Des habitants de Nsessoum, au sud du Cameroun, ont vendu clandestinement l’unique Bubinga de leur village, essence protégée dont la vente est interdite. Ce qui a provoqué la colère de leur chef.
Le Bubinga à l’origine de la discorde entre une partie de la population du village Nsessoum et leur chef traditionnel, Ostin Beyeme Nsoheng a été saisi le 23 mai à Kribi. Il venait d’être évacué des forêts de ce village situé sur l’axe Ebolowa-Ambam. Le 9 mai, à l’insu de leur chef, des villageois ont vendu cet arbre abattu dans la forêt communautaire, pour le prix de 2.000.000 Fcfa. Puis ils se sont partagé l’argent. Pourtant la vente de cette essence est interdite. « Depuis le mois de novembre 2012, le ministre des Forêts et de la Faune a strictement interdit l’exploitation du Bubinga à titre conservatoire dans les forêts qui ne sont pas des unités forestières d’aménagement (Ufa)», explique Armand Etoa Akoa, le délégué du ministère dans le département de l’Océan.
Aussitôt informé, Ostin Beyeme Nsoheng a alerté le chef de poste forestier de Meyo-Centre, dont dépend le village. Le fonctionnaire s’est rendu sur les lieux . Ce qui a permis de retrouver le bois vendu.
Conjurer le mauvais sort
Les villageois auteurs de l’infraction se défendent. Prenant la parole en leur nom, Marcel Ondo Nkoulou, explique que « l’arbre était une source de mauvais sort et de malédiction dans le village, c’est pour s’en débarrasser qu’il a été vendu ». Le Bubinga, considéré comme sacré dans cette localité, « freine le développement du village », ajoute le villageois. D’après lui, l’arbre était responsable du chômage des jeunes, de l’abandon du village par les élites et des décès non élucidés de ces derniers temps.

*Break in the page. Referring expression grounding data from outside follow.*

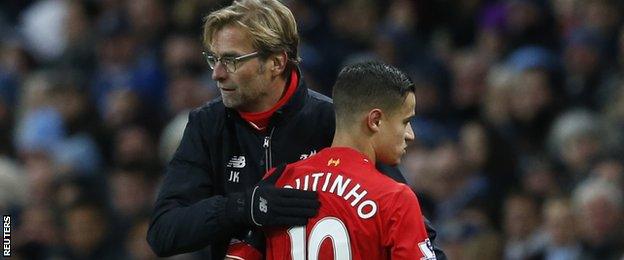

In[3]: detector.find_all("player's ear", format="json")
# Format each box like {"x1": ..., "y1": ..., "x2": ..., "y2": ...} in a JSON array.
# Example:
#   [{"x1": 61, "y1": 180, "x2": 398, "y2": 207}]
[
  {"x1": 270, "y1": 51, "x2": 287, "y2": 76},
  {"x1": 366, "y1": 109, "x2": 383, "y2": 133}
]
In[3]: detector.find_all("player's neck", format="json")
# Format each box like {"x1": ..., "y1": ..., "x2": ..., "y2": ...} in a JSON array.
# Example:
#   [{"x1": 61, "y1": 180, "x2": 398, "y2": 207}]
[{"x1": 331, "y1": 131, "x2": 375, "y2": 163}]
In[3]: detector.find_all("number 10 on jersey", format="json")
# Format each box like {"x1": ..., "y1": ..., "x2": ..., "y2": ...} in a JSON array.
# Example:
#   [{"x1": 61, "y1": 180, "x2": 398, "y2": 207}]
[{"x1": 287, "y1": 217, "x2": 352, "y2": 260}]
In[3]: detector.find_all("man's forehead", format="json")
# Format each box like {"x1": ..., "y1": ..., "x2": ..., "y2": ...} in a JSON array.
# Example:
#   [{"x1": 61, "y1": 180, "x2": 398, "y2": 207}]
[
  {"x1": 209, "y1": 25, "x2": 254, "y2": 54},
  {"x1": 402, "y1": 92, "x2": 416, "y2": 112},
  {"x1": 397, "y1": 92, "x2": 416, "y2": 118}
]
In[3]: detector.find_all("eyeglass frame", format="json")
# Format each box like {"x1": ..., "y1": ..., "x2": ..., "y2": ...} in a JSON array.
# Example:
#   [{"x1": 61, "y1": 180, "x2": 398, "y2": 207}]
[{"x1": 202, "y1": 51, "x2": 262, "y2": 73}]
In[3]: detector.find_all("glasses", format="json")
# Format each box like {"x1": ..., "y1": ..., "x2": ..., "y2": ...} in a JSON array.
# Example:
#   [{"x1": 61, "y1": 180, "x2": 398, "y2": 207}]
[{"x1": 202, "y1": 51, "x2": 261, "y2": 73}]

Janvier Nkoulou Ondo, un autre habitant de Nsessoum affirme que, «la décision de vendre l’arbre sacré a été prise à l’unanimité par la population». Il met en cause l’intégrité de son chef, qu’il accuse d’être de mauvaise foi : « Le chef s’y était opposé parce qu’on ne lui a rien donné. On s’apprêtait pourtant à lui remettre sa part, mais il a été trop impatient et s’est mis à se répandre en déclarations dans les média. Il nous accuse, or tout le monde sait ici qu’il a voulu vendre en cachette, cet arbre qui ne lui appartient pas, dans le but d’empocher l’argent tout seul alors qu’il n’est pas membre de notre forêt communautaire».
Une essence interdite d’exploitation
Coordonateur du Centre d’appui aux initiatives paysannes (Caipe), une organisation non gouvernementale spécialisée dans la foresterie communautaire, Daniel Ellom Nna, dénonce l’abattage de ce bubinga. «Ils auraient pu couper l’arbre et l’exploiter pour fabriquer des meubles pour leur propre usage, comme le permet la loi». « Les villageois gardent la forêt, mais elle appartient à l’Etat», ajoute-t-il.

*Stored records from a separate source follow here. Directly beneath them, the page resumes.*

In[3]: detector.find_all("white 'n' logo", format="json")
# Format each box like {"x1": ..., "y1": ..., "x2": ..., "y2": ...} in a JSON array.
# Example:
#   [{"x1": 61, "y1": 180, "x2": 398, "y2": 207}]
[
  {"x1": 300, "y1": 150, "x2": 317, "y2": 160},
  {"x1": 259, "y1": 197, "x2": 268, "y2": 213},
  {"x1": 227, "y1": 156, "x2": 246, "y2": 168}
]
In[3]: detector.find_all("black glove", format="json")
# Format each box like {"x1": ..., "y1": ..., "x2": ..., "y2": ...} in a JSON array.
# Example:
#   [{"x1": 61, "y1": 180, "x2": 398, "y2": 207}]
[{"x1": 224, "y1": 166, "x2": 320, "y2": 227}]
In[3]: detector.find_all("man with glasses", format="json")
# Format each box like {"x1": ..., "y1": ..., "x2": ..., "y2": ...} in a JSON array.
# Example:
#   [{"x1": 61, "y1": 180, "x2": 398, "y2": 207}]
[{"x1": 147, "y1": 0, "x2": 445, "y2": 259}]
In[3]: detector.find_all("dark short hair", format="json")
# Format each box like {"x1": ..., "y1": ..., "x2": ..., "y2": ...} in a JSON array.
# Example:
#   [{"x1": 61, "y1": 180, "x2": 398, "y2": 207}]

Joint au téléphone, le 23 mai, Armand Etoa Akoa, le délégué départemental des forêts et de la faune de l’Océan confirme la saisie du chargement de bois. « Les camions transportant le bubinga en provenance du département de la Vallée du Ntem ont été conduit à la compagnie de gendarmerie de Kribi. Ces camions y sont actuellement stationnés et les conducteurs qui devaient être entendus par les gendarmes se sont enfuis », explique-t-il.
Ce bois saisi sera vendu aux enchères dans les prochains jours, selon le fonctionnaire.
Jérôme Essian (JADE)
Pourquoi le Bubinga est interdit d’exploitation,
Le bubinga est interdit d’exploitation à titre conservatoire dans les forêts qui ne sont pas des unités forestières d’aménagement (Ufa) au Cameroun depuis novembre 2012. Cette décision du ministre des Forêts et de la Faune est le résultat des inventaires menés dans les forêts locales et qui ont montré que cette essence est en voie de disparition. Des réunions ont été multipliées auparavant pour fixer les bases de son exploitation durable. En 2011, le ministère des Forêts et de la Faune va suspendre provisoirement sa commercialisation, avant de l’interdire en 2012. L’Accord de partenariat volontaire Flegt classe le bubinga parmi les essences interdites d’exportation. Le bubinga est une essence d’origine africaine qui provient principalement du Cameroun et du Gabon. Sa couleur varie du rouge au brun. Il sèche bien à condition que l’opération soit faite lentement. Il est très prisé sur le marché international pour sa haute qualité de bois.